I was in search mode for a while looking for butty's reference to the sparrows eating bird cherry blossom. Found it on here. We get bullfinches that eat the flower buds off our wild plum tree before they even open. They visit specially for that feast. smile

super, Ted Hughes's description of thrushes hunting (in the eponymous poem) always reminds me of herons too, and so herons always remind me of thrushes.

Is that usage of eponymous correct?

JessM Fri 13-Jan-12 13:27:48

i 'tink so.
Is that a kind of surreal one-line work of art jingl ?

Annobel Fri 13-Jan-12 13:34:46

Bags, your energy astounds me! Hope you are none the worse for your exertions.

super, what a lovely little picture of the heron. I really like your use of alliteration too. Brilliant!

jeni Fri 13-Jan-12 13:43:20

Does anyone remember poem called (I think) the darkling thrush. I think it has a line about" bindweed scores the darkening sky?"

supernana Fri 13-Jan-12 13:48:04

Bagitha I haven't that particular poem in my book. But I reckon you reckon right! smile Are you feeling better? I do not like to hear otherwise x

Annobel Fri 13-Jan-12 13:48:09

One of my favourite poems, jeni
The tangled bine-stems scored the sky
Like strings of broken lyres

I might be in a minority but I like Hardy's poetry. Wish I had the vision to write like that!

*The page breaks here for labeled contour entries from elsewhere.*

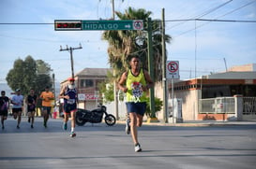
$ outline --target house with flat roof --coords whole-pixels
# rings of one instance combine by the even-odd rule
[[[249,65],[249,66],[248,66]],[[237,66],[238,67],[238,66]],[[233,97],[240,95],[243,97],[256,97],[256,70],[255,63],[247,64],[248,71],[244,70],[243,66],[240,69],[236,67],[236,71],[228,71],[213,75],[202,76],[201,77],[191,78],[183,81],[176,81],[173,83],[174,98],[182,99],[182,117],[184,120],[203,120],[201,116],[200,101],[202,99],[218,98],[218,97]],[[248,68],[249,67],[249,68]],[[231,68],[230,70],[234,70]],[[169,93],[172,91],[172,85],[169,85]],[[249,101],[251,113],[256,117],[256,101]],[[220,109],[223,104],[219,103],[218,106],[210,105],[212,109]],[[213,113],[210,111],[210,113]],[[225,112],[223,112],[225,114]],[[223,116],[220,115],[221,120]],[[215,120],[218,120],[213,116]]]

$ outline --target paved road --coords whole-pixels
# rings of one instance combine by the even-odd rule
[[[34,129],[25,119],[21,129],[11,118],[0,129],[1,169],[254,169],[256,123],[223,126],[143,125],[143,152],[134,152],[123,123],[77,127],[77,137],[61,129],[62,120]]]

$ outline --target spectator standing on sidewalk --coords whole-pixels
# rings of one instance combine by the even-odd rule
[[[2,129],[5,129],[4,121],[8,119],[8,107],[9,107],[9,99],[6,96],[6,92],[1,92],[0,96],[0,116],[1,116],[1,124]]]
[[[130,69],[124,72],[118,82],[121,91],[127,93],[127,110],[129,120],[127,121],[126,132],[131,134],[136,152],[142,151],[138,141],[137,127],[143,125],[143,119],[146,109],[146,92],[154,86],[147,71],[141,68],[138,56],[132,56],[129,61]]]
[[[15,94],[11,98],[12,115],[14,120],[18,118],[17,129],[20,129],[20,123],[22,120],[22,113],[23,107],[23,96],[21,94],[21,90],[17,89]]]
[[[31,122],[31,129],[34,128],[34,120],[35,120],[35,113],[36,113],[36,106],[37,106],[37,100],[38,97],[35,94],[34,89],[30,89],[30,92],[26,97],[26,104],[27,104],[27,116],[28,116],[28,122]]]
[[[52,102],[54,99],[54,94],[50,91],[49,86],[45,87],[45,91],[41,92],[40,98],[42,99],[43,126],[47,128],[47,121],[51,115]]]

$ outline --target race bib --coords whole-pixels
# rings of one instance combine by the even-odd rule
[[[134,102],[140,102],[140,97],[143,96],[143,85],[140,82],[131,83],[132,100]]]

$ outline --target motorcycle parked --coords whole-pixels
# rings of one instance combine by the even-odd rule
[[[103,115],[105,115],[104,120],[107,125],[113,126],[115,124],[115,117],[112,114],[108,114],[107,107],[102,105],[98,106],[98,108],[93,110],[78,108],[76,112],[76,124],[83,126],[86,122],[99,123],[103,120]]]

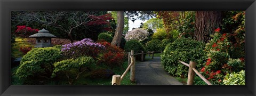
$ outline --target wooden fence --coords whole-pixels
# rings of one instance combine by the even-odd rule
[[[135,81],[135,55],[141,55],[141,61],[144,61],[144,55],[148,54],[149,55],[150,54],[152,54],[152,59],[154,59],[154,53],[162,53],[162,52],[147,52],[146,53],[143,51],[141,51],[141,53],[138,53],[134,54],[134,51],[133,50],[131,51],[131,52],[128,53],[128,67],[126,68],[124,74],[122,76],[119,75],[115,75],[112,76],[112,85],[121,85],[121,82],[123,80],[124,77],[126,75],[127,73],[131,70],[130,71],[130,80],[132,82]]]
[[[124,77],[126,75],[128,71],[131,69],[130,71],[130,80],[134,82],[135,81],[135,59],[134,57],[134,51],[133,50],[131,51],[131,52],[129,52],[129,55],[128,55],[128,67],[126,68],[124,74],[122,76],[119,75],[115,75],[112,76],[112,85],[121,85],[121,81],[124,78]]]
[[[189,61],[189,65],[186,63],[182,61],[179,60],[179,62],[182,64],[189,67],[188,69],[188,82],[187,85],[193,85],[194,79],[195,78],[195,73],[201,78],[203,81],[204,81],[208,85],[212,85],[212,84],[207,80],[203,75],[201,75],[196,69],[196,63],[193,61]]]

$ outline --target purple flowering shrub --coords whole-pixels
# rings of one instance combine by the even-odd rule
[[[64,56],[69,58],[87,55],[95,59],[100,51],[103,49],[105,49],[105,46],[94,43],[90,38],[85,38],[81,41],[63,45],[61,51]]]

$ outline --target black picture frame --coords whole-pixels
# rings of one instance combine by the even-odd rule
[[[11,11],[245,11],[245,85],[11,85]],[[0,95],[255,95],[255,0],[0,0]]]

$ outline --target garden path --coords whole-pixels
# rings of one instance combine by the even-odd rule
[[[151,57],[147,57],[149,58]],[[160,57],[135,63],[137,85],[183,85],[164,70]]]

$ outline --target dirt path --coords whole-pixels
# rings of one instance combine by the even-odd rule
[[[183,85],[164,70],[160,57],[137,62],[135,78],[137,85]]]

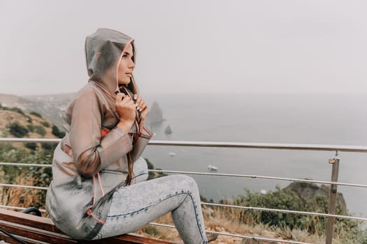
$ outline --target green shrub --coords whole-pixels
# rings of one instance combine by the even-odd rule
[[[47,127],[47,128],[50,128],[50,123],[47,122],[47,121],[40,121],[40,123],[45,126],[45,127]]]
[[[32,111],[29,114],[34,115],[37,117],[42,118],[42,116],[40,114],[37,113],[36,112]]]
[[[282,190],[277,186],[275,192],[269,191],[265,195],[251,193],[246,190],[245,195],[238,196],[233,204],[273,209],[288,209],[305,212],[328,213],[329,199],[322,195],[316,195],[310,199],[301,199],[293,190]],[[338,205],[336,214],[348,215],[347,209],[341,209]],[[327,219],[324,217],[311,216],[293,213],[243,210],[240,213],[241,222],[247,224],[264,224],[270,227],[304,229],[309,234],[325,234]],[[360,222],[355,220],[337,219],[336,228],[348,229],[350,231],[361,232]],[[361,234],[361,233],[359,233]]]
[[[22,125],[18,122],[14,122],[8,125],[9,132],[15,137],[23,137],[29,130],[24,126]]]
[[[46,135],[46,130],[43,128],[43,126],[41,125],[35,125],[34,129],[36,130],[36,132],[41,135],[41,136],[44,137],[45,135]]]
[[[32,123],[33,120],[32,120],[32,118],[30,116],[28,116],[28,115],[24,115],[24,116],[27,118],[27,122]]]
[[[19,107],[8,107],[7,110],[16,112],[17,113],[19,113],[19,114],[20,114],[22,115],[25,115],[24,112],[21,109],[20,109]]]
[[[32,125],[32,124],[27,125],[27,128],[28,128],[28,130],[29,130],[31,132],[33,132],[35,130],[34,125]]]
[[[59,128],[57,128],[57,126],[53,125],[52,125],[52,133],[53,135],[59,137],[59,138],[62,138],[65,136],[65,132],[63,132],[63,131],[61,131],[59,130]]]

Or like super and bags and butter, for that matter.

Butternut Fri 13-Jan-12 13:51:44

Ah, bagitha, nothing beats invigorating cool air with a lovely drop of sunshine. Enough to put anyone in the 'mode' for poetry?

Am I right?

Annobel Fri 13-Jan-12 13:54:57

Very 'modish' bags

jeni Fri 13-Jan-12 14:01:16

annobel ah! Hardy. Now I know who by i can look it up haven't read it since I was 12. I used to write poetry but haven't for years, perhaps it's something I should try again? Thanks annobel

jingl Fri 13-Jan-12 14:03:15

Hardy is very good - if you're already in the mood for suicide.

bagitha Fri 13-Jan-12 14:22:28

The guessers are right! smile It's rather fun game, butty; let's do it again another day.

Yes, thank you, super, so far so good (enough) today. Maybe it was the hedge dust yesterday. I never know as half the time it's exercise-induced, and sometimes just a change in atmospheric pressure is enough to set things off. Crazy.